Hoje, eu não quero fazer gráficos ou tabelas. Eu não quero falar de curvas que se achatam, de picos ou vales. Eu não quero falar de números. Na verdade, eu nunca falei de números. Eu sempre falei de gente. Gente, igual a você que lê esse texto, aos seus amigos de faculdade, sua mãe, pai, avô. Gente.

Eu vim para o Rio no início do ano passado, fazer o mestrado que eu procurei desde 2014. Veja só: não existe mestrado em Economia no Amazonas, muito menos algo voltado para estatística oficial. No departamento que eu fiz graduação, conto nos dedos das mãos o número de doutores.

Hoje, meus pais estão em Manaus. Meu avô e avó também. Todos têm mais de 60 anos e, com exceção da minha mãe, também têm doença neurodegenerativa, diabetes, hipertensão ou doença renal crônica. E eu estou no Rio.

O sistema de saúde de Manaus entrou em colapso. O número de enterros saltou de 30/dia para 100/dia. O cemitério do Tarumã teve de enterrar pessoas usando uma retroescavadeira.

O sítio do meu avô não era muito longe dali, perto da Praia Dourada. Minha família ia lá todo domingo. Eu aprendi a nadar no Tarumã, nos braços do meu pai e na companhia do meu irmão. Foi ali que eu aprendi a ver rastro no chão, comer maracujá do mato, pescar e tantas outras coisas que praticamente ninguém dos outros grandes centros urbanos vai entender.

Uma das melhores memórias da minha infância é de escalar um barranco com meu irmão. Lá do alto, descíamos escorregando. Às vezes, rolando. Eu lembro das poças de barro, onde pulávamos para jogar lama no outro. Lembro da minha mãe vendo os filhos dela, cobertos da lama laranjada.

A imagem da fila de caixões no barro laranjado vai ficar marcada na minha memória para sempre.
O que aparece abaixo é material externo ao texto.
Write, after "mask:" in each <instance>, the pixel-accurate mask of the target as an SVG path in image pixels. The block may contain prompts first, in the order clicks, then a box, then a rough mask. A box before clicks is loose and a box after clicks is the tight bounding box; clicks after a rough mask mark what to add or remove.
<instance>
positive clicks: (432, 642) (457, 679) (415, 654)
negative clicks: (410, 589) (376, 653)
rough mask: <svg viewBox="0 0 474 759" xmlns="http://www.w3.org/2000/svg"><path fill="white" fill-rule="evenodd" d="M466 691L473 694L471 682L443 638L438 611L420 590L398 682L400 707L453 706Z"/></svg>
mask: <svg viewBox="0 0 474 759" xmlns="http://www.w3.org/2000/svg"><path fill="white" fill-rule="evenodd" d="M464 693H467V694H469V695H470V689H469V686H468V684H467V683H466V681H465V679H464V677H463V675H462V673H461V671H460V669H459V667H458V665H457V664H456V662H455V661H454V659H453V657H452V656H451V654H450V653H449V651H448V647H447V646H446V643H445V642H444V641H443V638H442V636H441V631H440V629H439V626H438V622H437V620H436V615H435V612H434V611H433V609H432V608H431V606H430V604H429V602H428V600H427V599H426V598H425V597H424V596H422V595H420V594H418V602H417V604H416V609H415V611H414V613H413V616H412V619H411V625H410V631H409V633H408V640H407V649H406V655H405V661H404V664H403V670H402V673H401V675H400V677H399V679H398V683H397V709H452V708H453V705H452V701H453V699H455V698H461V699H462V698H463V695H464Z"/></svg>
Se você responde com “não sou coveiro”, eu realmente não tenho palavras para descrever o quão cretino você é. Se o primeiro pensamento que passa pela sua cabeça é culpar aquelas pessoas pela suas mortes, tem algo muito errado com você.

O Tarumã não é um cemitério de pessoas ricas. E, ainda que fosse, o final é o mesmo: sete palmos abaixo.

As instituições procuram os melhores modelos para calcular a quantidade de infectados e mortos. Em cada esquina do Twitter, um modelista com sua criação, cuspindo números e comentando sobre a qualidade do ajuste ou sei lá o quê.

Eu entendo que as pessoas tentam ajudar das maneiras que acham possível. No entanto, cada modelo adicional é menos útil. No caso de Manaus, o desastre já se concretizou. E me dói notar que a discussão é sobre quantas pessoas vão morrer.

Uma morte é mais do que um número. A morte é o encerramento de uma vida. Em cada um daqueles caixões, jaz uma história que se encerrou. Uma mãe que deixa os filhos. Um avô que amava os netos. Um jovem profissional da saúde que perdeu a vida tentando salvar outras tantas.

Manaus não elegeu o presidente. O Brasil elegeu. O Norte é frequentemente lembrado pela exuberância da Amazônia. Entretanto, as pessoas que ali vivem só importam a cada 4 anos, quando algum político aparece para tomar açaí e pintar o rosto. Que bom que Manaus pôde servir ao seu discurso.

Há algum tempo, eu tento seguir uma regra sempre que escrevo algum texto sobre mortalidade: escreva o texto como se estivesse olhando para as mães das pessoas que morreram. Evidentemente, isso só funciona para quem tem algum resto de bom senso. Infelizmente, antes dos leitos em Manaus terem se esgotado, o bom senso já havia deixado o Brasil.